My Interview in Fast Company

Fast Company just put up an interview with me done by Kermit Pattison, and I’m really, really happy with it. It covers a lot of topics, including how I think about leadership & management (they’re not the same!), some lessons I’ve learned about how to be more extroverted, some things I’ve only recently started to really understand about some of the very important lessons I’ve learned along the way. Kermit did a really good job in capturing the essence of how I think about this stuff. Would love to read any impressions, reactions, arguments or otherwise that you have. 🙂

3 comments

  1. I always used to freak out when you told me that the buttons needed to be more orange. 🙂

    Giving feedback when you’re “the boss” is a hard balance; I experienced the same sort of thing when I started to lead first the UX team, then the Firefox team, at Mozilla.
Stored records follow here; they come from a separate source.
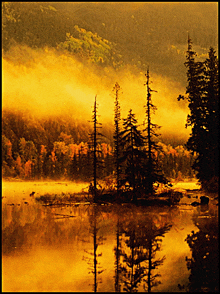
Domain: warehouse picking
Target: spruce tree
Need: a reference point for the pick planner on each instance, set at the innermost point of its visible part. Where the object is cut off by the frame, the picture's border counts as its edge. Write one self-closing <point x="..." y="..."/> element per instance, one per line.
<point x="117" y="137"/>
<point x="202" y="95"/>
<point x="152" y="171"/>
<point x="94" y="139"/>
<point x="133" y="154"/>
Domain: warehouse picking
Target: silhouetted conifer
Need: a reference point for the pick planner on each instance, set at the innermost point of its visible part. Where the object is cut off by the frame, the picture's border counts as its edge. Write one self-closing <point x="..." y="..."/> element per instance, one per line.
<point x="202" y="95"/>
<point x="133" y="154"/>
<point x="94" y="139"/>
<point x="117" y="137"/>
<point x="152" y="172"/>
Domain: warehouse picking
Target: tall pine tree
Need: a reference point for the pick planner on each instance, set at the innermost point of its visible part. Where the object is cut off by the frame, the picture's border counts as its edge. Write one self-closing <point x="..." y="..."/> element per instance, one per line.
<point x="117" y="138"/>
<point x="133" y="154"/>
<point x="94" y="139"/>
<point x="152" y="172"/>
<point x="202" y="95"/>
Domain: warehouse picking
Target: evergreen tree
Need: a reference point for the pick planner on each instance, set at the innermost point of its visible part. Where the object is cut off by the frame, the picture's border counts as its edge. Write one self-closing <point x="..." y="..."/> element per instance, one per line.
<point x="152" y="174"/>
<point x="202" y="95"/>
<point x="94" y="138"/>
<point x="117" y="137"/>
<point x="133" y="154"/>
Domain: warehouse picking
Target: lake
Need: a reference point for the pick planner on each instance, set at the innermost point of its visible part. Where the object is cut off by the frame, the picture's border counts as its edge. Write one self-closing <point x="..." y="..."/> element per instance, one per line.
<point x="106" y="248"/>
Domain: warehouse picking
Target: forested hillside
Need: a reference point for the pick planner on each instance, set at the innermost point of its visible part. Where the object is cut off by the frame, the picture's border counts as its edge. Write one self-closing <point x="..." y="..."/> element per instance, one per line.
<point x="144" y="34"/>
<point x="57" y="56"/>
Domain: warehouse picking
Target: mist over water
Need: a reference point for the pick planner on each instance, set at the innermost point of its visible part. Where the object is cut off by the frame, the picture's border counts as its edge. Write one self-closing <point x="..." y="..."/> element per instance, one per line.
<point x="46" y="84"/>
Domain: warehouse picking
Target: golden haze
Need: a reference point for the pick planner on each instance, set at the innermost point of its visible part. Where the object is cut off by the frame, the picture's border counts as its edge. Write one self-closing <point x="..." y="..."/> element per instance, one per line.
<point x="47" y="83"/>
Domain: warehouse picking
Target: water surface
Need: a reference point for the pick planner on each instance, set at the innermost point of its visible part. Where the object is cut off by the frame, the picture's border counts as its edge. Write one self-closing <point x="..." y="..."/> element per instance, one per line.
<point x="106" y="248"/>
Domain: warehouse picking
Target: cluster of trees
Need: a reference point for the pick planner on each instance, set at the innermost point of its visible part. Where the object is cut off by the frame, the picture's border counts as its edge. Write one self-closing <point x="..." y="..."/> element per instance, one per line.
<point x="34" y="149"/>
<point x="43" y="24"/>
<point x="203" y="97"/>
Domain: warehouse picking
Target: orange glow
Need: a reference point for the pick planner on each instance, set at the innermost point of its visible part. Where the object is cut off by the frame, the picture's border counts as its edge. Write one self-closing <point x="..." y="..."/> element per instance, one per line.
<point x="48" y="84"/>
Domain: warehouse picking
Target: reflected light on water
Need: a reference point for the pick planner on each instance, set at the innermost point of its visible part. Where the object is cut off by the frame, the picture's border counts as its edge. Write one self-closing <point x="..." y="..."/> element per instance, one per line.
<point x="100" y="248"/>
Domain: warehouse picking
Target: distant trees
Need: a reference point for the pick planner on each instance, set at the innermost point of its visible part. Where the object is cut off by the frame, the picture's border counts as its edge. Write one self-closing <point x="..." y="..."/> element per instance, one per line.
<point x="202" y="94"/>
<point x="94" y="151"/>
<point x="60" y="149"/>
<point x="117" y="138"/>
<point x="133" y="154"/>
<point x="153" y="174"/>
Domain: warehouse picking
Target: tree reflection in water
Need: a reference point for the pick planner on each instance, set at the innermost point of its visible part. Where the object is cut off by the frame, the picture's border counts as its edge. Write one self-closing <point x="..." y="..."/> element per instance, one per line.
<point x="94" y="266"/>
<point x="204" y="264"/>
<point x="137" y="241"/>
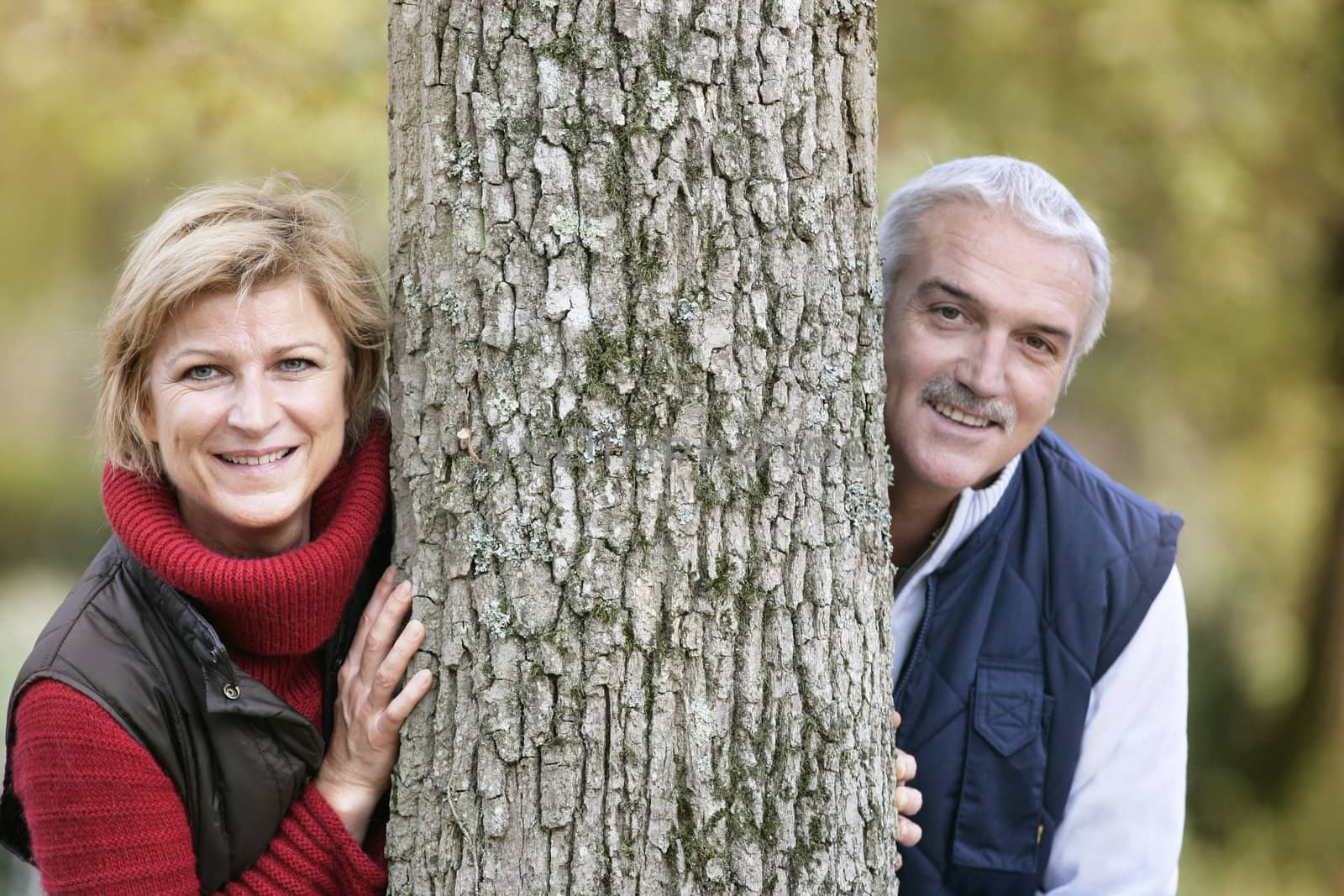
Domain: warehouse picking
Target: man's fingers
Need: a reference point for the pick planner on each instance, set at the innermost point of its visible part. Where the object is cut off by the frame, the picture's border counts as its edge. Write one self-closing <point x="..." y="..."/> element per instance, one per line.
<point x="906" y="766"/>
<point x="909" y="801"/>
I’m actually not sure if it’s ever really possible to be able to give collaborative feedback or guidance and have it taken at the same level as a colleague … after all, you’re “the boss.”
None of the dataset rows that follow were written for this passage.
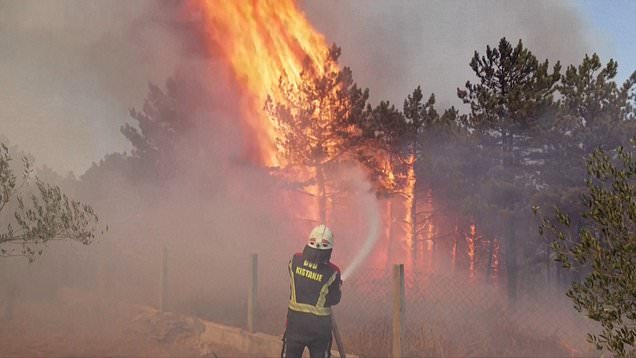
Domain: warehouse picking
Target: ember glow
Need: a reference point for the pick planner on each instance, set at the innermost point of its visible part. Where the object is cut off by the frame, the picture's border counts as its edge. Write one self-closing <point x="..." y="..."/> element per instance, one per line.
<point x="261" y="41"/>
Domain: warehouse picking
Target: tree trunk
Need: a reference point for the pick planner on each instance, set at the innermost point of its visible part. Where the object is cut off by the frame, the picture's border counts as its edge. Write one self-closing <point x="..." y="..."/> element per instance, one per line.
<point x="491" y="249"/>
<point x="413" y="203"/>
<point x="389" y="231"/>
<point x="322" y="195"/>
<point x="511" y="261"/>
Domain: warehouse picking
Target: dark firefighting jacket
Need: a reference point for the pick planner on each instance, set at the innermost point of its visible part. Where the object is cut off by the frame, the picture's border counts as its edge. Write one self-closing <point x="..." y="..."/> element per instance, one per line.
<point x="314" y="289"/>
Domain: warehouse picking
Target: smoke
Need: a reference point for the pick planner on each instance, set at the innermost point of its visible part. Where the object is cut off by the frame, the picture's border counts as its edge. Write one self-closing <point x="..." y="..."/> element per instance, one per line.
<point x="70" y="69"/>
<point x="369" y="204"/>
<point x="394" y="46"/>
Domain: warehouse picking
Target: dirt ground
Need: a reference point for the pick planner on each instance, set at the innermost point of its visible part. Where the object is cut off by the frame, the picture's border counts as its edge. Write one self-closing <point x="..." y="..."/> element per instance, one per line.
<point x="77" y="324"/>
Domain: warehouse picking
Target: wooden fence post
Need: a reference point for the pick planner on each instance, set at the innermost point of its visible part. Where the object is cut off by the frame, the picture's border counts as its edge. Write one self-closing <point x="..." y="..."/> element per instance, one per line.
<point x="252" y="291"/>
<point x="163" y="273"/>
<point x="398" y="310"/>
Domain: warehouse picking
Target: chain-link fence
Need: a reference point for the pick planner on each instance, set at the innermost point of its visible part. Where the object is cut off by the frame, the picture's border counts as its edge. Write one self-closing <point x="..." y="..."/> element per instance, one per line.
<point x="448" y="315"/>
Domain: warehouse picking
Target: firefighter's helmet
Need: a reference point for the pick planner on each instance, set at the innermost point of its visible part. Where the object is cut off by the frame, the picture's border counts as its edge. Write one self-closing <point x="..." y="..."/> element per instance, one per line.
<point x="321" y="238"/>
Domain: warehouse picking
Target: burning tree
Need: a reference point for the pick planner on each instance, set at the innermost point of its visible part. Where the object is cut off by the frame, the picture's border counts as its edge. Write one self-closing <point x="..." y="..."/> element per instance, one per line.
<point x="316" y="122"/>
<point x="598" y="241"/>
<point x="47" y="215"/>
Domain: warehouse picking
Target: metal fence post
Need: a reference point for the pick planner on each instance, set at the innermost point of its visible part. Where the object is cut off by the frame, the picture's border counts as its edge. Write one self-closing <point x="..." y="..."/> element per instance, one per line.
<point x="398" y="310"/>
<point x="251" y="293"/>
<point x="163" y="273"/>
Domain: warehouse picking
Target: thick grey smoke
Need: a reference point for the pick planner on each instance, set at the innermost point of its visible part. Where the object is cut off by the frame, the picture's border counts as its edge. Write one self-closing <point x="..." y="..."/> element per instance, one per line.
<point x="70" y="69"/>
<point x="394" y="46"/>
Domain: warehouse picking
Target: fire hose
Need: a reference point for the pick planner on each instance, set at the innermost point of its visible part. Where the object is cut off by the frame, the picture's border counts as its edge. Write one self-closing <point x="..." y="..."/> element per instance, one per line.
<point x="373" y="234"/>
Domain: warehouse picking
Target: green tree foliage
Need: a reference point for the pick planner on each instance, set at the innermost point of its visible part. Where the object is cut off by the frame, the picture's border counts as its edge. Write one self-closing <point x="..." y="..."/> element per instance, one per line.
<point x="45" y="215"/>
<point x="514" y="91"/>
<point x="603" y="246"/>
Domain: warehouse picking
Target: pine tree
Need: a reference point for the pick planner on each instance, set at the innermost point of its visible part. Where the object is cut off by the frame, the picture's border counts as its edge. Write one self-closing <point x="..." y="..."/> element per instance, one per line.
<point x="317" y="122"/>
<point x="513" y="92"/>
<point x="598" y="241"/>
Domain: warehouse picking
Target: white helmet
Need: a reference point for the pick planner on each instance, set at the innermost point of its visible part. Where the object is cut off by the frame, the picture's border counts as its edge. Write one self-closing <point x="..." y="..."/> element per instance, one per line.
<point x="321" y="238"/>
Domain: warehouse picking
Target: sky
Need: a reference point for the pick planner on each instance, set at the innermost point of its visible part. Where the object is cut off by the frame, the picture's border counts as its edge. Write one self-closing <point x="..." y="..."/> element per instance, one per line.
<point x="71" y="69"/>
<point x="615" y="21"/>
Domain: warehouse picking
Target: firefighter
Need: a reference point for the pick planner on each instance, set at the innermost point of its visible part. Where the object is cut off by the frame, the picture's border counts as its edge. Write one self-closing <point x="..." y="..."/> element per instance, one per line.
<point x="315" y="286"/>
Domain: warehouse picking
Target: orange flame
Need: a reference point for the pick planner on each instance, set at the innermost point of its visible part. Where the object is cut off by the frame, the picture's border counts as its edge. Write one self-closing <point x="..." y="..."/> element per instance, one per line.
<point x="262" y="40"/>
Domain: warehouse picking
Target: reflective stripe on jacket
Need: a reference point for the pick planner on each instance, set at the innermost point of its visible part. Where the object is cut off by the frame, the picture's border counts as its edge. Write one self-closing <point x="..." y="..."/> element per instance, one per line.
<point x="314" y="288"/>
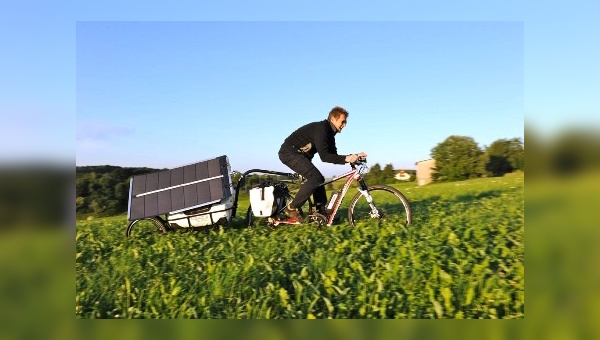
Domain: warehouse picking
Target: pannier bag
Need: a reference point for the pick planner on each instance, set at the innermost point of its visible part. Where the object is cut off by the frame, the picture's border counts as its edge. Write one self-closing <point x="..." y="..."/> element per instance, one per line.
<point x="268" y="198"/>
    Having been someone who benefited from your approach of consistent storytelling and teacher-like approach and guidance, I can say that it felt incredibly human and comforting. It made me a little more willing to try things, trust other people, and reminded me that we all were really looking to accomplish the same things at the end of the day.
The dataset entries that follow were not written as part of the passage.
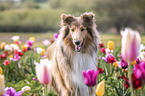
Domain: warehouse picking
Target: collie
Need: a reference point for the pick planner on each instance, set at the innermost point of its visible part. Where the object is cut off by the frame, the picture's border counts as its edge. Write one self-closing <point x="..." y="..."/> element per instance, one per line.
<point x="74" y="50"/>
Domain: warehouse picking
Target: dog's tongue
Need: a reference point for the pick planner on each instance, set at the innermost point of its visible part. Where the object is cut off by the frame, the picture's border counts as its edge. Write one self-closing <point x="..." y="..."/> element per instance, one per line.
<point x="78" y="48"/>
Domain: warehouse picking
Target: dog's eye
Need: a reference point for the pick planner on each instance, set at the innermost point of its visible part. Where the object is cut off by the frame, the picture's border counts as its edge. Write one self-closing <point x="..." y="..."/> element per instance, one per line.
<point x="82" y="29"/>
<point x="72" y="29"/>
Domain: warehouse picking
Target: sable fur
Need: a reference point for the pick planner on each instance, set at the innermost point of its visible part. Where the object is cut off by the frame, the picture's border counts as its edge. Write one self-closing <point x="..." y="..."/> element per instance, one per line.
<point x="67" y="64"/>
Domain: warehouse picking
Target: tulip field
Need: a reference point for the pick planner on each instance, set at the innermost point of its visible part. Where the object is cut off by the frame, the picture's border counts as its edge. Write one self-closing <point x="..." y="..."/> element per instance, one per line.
<point x="121" y="60"/>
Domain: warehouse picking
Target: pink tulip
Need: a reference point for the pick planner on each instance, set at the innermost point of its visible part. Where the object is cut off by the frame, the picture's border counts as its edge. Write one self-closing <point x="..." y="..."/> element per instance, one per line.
<point x="56" y="36"/>
<point x="109" y="58"/>
<point x="90" y="77"/>
<point x="42" y="71"/>
<point x="139" y="71"/>
<point x="131" y="41"/>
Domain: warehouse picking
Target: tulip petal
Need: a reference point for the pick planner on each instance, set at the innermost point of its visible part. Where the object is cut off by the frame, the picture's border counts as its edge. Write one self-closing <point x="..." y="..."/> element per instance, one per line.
<point x="94" y="78"/>
<point x="86" y="78"/>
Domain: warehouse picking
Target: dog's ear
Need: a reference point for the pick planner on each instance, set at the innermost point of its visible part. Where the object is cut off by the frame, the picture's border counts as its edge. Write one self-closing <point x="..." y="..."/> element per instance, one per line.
<point x="67" y="19"/>
<point x="88" y="18"/>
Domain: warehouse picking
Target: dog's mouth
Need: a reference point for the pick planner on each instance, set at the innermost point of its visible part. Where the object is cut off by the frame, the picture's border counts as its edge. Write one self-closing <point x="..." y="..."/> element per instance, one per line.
<point x="78" y="47"/>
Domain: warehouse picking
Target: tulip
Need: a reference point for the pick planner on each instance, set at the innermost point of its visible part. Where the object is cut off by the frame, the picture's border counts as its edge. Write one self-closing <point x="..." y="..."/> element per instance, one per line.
<point x="14" y="46"/>
<point x="1" y="70"/>
<point x="90" y="77"/>
<point x="3" y="45"/>
<point x="39" y="50"/>
<point x="139" y="71"/>
<point x="43" y="52"/>
<point x="29" y="43"/>
<point x="110" y="45"/>
<point x="16" y="57"/>
<point x="18" y="43"/>
<point x="15" y="38"/>
<point x="142" y="56"/>
<point x="103" y="50"/>
<point x="135" y="82"/>
<point x="101" y="45"/>
<point x="108" y="51"/>
<point x="6" y="47"/>
<point x="24" y="48"/>
<point x="2" y="85"/>
<point x="100" y="89"/>
<point x="51" y="41"/>
<point x="26" y="88"/>
<point x="100" y="70"/>
<point x="131" y="41"/>
<point x="46" y="42"/>
<point x="138" y="60"/>
<point x="3" y="56"/>
<point x="42" y="71"/>
<point x="124" y="64"/>
<point x="109" y="58"/>
<point x="133" y="63"/>
<point x="6" y="62"/>
<point x="56" y="36"/>
<point x="115" y="64"/>
<point x="12" y="92"/>
<point x="32" y="39"/>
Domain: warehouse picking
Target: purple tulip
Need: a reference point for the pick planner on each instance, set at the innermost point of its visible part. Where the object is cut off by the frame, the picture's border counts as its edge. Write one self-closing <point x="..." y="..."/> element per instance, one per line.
<point x="139" y="71"/>
<point x="16" y="57"/>
<point x="130" y="42"/>
<point x="90" y="77"/>
<point x="29" y="43"/>
<point x="12" y="92"/>
<point x="124" y="64"/>
<point x="56" y="36"/>
<point x="109" y="58"/>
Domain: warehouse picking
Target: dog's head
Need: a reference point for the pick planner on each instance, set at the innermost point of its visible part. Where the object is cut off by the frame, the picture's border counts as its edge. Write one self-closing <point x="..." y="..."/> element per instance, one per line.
<point x="79" y="29"/>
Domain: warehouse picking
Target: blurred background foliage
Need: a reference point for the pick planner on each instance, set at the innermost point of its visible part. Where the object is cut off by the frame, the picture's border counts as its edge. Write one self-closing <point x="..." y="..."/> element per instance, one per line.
<point x="44" y="15"/>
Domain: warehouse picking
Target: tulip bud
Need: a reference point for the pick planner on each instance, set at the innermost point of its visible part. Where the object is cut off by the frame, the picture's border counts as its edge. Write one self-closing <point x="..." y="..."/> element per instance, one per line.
<point x="131" y="41"/>
<point x="3" y="45"/>
<point x="43" y="52"/>
<point x="32" y="39"/>
<point x="2" y="85"/>
<point x="110" y="45"/>
<point x="1" y="70"/>
<point x="26" y="88"/>
<point x="100" y="88"/>
<point x="43" y="71"/>
<point x="115" y="64"/>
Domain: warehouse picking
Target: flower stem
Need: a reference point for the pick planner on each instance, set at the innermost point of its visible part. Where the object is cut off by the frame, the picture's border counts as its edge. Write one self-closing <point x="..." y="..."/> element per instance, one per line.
<point x="45" y="90"/>
<point x="130" y="80"/>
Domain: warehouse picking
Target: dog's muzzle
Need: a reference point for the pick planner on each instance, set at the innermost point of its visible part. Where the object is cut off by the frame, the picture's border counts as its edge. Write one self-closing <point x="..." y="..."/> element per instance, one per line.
<point x="78" y="45"/>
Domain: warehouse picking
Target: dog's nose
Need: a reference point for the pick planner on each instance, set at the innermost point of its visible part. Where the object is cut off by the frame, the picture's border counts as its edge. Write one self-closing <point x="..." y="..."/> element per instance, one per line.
<point x="77" y="42"/>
  2. I’m glad Kermit captured your thoughts so well, because your thoughts really resonated with me.

    From feeling the impulse to stare at my shoes to adopting the mindset that I need to think about teaching my staff instead of stressing about the growing task list, I could identify with many of the experiences you shared. I’ve also been consciously working to change my behavior to be more interpersonal and understand how to lead since sophomore year at Stanford. Some days I almost feel an urge to sit in front of a terminal and work with straightforward logic rather than perplexing people.

    Anyways, really enjoyed the interview. I’d love to chat with you more about this sometime.

  3. stephen roulac

    The tension between inside(mind, enterprise) and outside roles is cogently captured here. Many leaders of companies start them to do work they really wish to do, to fill a need demanding to be met, to create something important that does not exist. This imperative internal drive must be balanced with the need to ben externally oriented within and outside the organization, which often requires an inherently introverted individual to train himself/herself to be more extroverted.

    The balance between the one person’s perspective and the authority of the ceo is elegantly conveyed. This balance is a continual evolving process for those ceos sincerely concerned about encouraging initiative and creativity while asserting strong directive leadership, when and as needed. Certainly, this tension is something I continually find informing and educating.

    Overall, most illuminating interview.